Sink Or Swim: How Lessons from the Titanic Can Save Your Family Business

Front Cover
Bloomsbury Academic, Sep 22, 2011 - Business & Economics - 264 pages

This powerful study of the threats to business survival draws compelling parallels between the Titanic and family firms, serving to motivate family business stakeholders into corrective action before it's too late.

Family-owned businesses are the backbone of the U.S. economy, responsible for 65 percent of wages paid, adding 78 percent of all new jobs, and contributing over half of the nation's GDP. Unfortunately, less than one-third survive the transition from first to second generation of family ownership.

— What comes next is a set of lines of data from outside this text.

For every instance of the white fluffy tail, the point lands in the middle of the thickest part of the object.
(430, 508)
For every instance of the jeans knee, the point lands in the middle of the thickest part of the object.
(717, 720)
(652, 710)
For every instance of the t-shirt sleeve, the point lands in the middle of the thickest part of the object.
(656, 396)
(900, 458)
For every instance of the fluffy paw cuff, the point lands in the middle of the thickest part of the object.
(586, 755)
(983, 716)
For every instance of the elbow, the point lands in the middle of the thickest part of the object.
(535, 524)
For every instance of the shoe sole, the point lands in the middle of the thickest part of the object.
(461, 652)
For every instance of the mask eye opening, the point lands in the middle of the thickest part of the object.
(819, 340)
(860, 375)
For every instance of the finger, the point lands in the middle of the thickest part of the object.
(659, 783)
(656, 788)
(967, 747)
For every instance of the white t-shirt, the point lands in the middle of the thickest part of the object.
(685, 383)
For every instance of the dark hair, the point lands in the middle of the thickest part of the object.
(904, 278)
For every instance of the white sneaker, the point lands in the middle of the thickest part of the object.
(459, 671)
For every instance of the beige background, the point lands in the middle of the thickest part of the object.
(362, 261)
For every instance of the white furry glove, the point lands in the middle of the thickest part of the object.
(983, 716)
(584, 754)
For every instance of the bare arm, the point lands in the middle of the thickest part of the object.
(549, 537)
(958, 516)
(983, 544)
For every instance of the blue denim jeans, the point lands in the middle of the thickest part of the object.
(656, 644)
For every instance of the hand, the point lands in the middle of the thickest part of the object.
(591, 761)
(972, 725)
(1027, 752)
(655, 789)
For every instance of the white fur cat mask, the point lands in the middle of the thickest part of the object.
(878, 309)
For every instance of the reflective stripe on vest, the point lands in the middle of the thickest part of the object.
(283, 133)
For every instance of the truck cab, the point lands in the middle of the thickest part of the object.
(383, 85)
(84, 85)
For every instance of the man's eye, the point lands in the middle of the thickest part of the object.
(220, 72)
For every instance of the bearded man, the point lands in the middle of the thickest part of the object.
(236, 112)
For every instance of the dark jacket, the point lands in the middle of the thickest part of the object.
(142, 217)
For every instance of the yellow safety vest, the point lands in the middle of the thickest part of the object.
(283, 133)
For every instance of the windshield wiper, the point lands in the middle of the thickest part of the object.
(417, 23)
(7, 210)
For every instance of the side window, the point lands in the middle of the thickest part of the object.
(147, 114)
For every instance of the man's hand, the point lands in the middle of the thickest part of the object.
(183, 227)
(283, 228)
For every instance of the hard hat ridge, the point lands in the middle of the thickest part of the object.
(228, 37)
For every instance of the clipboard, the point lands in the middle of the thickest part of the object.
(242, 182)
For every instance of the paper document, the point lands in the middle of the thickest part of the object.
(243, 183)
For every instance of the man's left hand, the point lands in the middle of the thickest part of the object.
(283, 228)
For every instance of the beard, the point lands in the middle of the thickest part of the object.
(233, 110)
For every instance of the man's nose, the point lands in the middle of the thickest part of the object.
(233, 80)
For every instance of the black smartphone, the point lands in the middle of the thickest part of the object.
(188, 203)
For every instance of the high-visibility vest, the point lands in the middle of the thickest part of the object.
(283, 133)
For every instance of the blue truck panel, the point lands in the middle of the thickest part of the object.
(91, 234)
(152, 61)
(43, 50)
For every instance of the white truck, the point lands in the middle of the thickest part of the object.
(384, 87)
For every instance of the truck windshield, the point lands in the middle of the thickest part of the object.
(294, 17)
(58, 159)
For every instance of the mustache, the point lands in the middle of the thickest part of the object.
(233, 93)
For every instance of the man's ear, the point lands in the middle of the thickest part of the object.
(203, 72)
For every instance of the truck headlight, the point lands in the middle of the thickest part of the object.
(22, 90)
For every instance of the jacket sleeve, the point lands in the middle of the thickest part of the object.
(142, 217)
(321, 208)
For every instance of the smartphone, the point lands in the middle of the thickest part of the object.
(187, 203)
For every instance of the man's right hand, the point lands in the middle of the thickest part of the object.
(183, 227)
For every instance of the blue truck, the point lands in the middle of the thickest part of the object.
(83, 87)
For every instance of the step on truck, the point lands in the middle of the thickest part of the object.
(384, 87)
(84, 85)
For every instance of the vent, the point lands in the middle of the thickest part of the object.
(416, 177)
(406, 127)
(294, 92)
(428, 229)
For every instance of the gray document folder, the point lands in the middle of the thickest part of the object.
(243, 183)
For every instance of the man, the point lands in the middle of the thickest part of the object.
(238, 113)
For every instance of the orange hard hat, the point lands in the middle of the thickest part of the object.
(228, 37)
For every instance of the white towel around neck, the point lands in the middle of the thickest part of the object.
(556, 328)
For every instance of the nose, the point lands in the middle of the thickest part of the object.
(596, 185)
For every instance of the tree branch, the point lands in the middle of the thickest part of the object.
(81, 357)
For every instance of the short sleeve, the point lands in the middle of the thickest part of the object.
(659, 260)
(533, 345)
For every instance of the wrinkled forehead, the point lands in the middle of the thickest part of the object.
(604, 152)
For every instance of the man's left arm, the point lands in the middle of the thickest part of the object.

Now more than ever, many family businesses are in danger of going under as rising health care costs, lack of access to capital, and increasing costs of doing business shrink profit margins. Sink or Swim: How Lessons from the Titanic Can Save Your Family Business provides critical strategies for identifying and managing risks—obvious and hidden—that threaten family business survival. In part 1 of the book, the authors relate the design, construction, and operation of the ill-fated Titanic to the challenges facing family-owned businesses today. Part 2 examines the five fatal flaws that contributed to Titanic's sinking and reveals how family firms can have the same vulnerabilities. The final section supplies guidance that will help family-run businesses avoid unanticipated tragedy.

About the author (2011)

Priscilla M. Cale, MBA, is an advisor, consultant, lecturer, author, and communications strategist with experience in both the private sector and academia. David C. Tate, PhD, is a licensed clinical psychologist and assistant clinical professor at Yale University School of Medicine, New Haven, CT.